In den 70ern und 90ern war Batik sehr beliebt. Eines der bekanntesten Motive ist das klassische Kreismuster, das durch Abbinden von Stoff entsteht. Der neueste Trend heisst Shibori und stammt aus Japan.

Wir leben in einer Wegwerfgesellschaft. Wir «entsorgen» nicht nur Lebensmittel, die noch essbar wären, wir trennen uns auch von allerlei Krimskrams, den wir nicht mehr zu benötigen meinen. Dazu gehören nicht nur Kleider, sondern auch Kissenbezüge, Vorhänge, Duvets oder Küchentüchlein. Wie wäre es, wenn wir diese Textilien wieder aufpeppen und ihnen ein neues, frisches, modernes Aussehen geben würden?

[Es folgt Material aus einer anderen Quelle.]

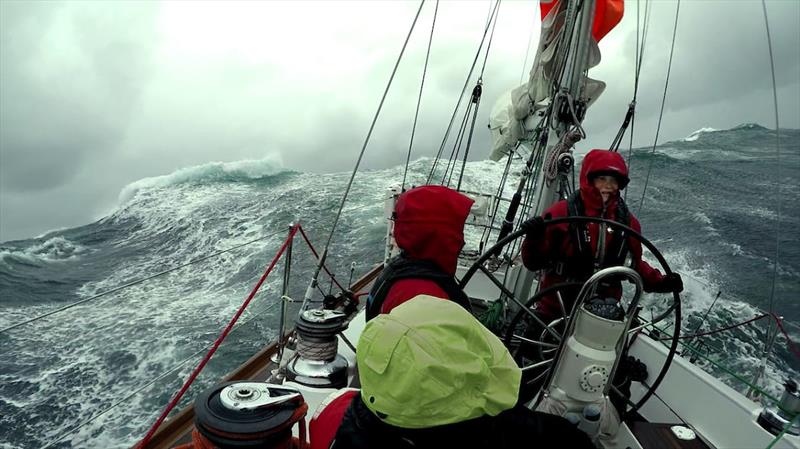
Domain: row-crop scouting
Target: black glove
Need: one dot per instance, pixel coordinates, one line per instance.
(671, 283)
(534, 227)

Zum Beispiel mit der Shibori-Technik. Shibori war in Japan im 6. Jahrhundert die Lösung für jene Leute, die sich nicht häufig neue Kleidung leisten konnten und daher mit Stofffarbe neue Effekte auf alten Kleidern erzielten. Heute werden nicht nur Kleider, sondern auch Wohnobjekte und Papier in Farbe getaucht. Bei Shibori entstehen durch Falten, Abbinden, Knoten und Nähen verschiedene Muster wie Kreise, Quadrate und Linien auf dem Stoff. Je nach Art der Faltung und Abbindung sowie der Stärke des Zusammendrückens gelangt die Farbe (am besten geeignet ist Indigo) an diesen Stellen nicht in den Stoff. Indem man Holzplättchen, Knöpfe oder Murmeln in die Faltung einbindet, entstehen weitere Muster.

Im Internet findet man diverse Hinweise zur Shibori-Technik und das dafür benötigte Material.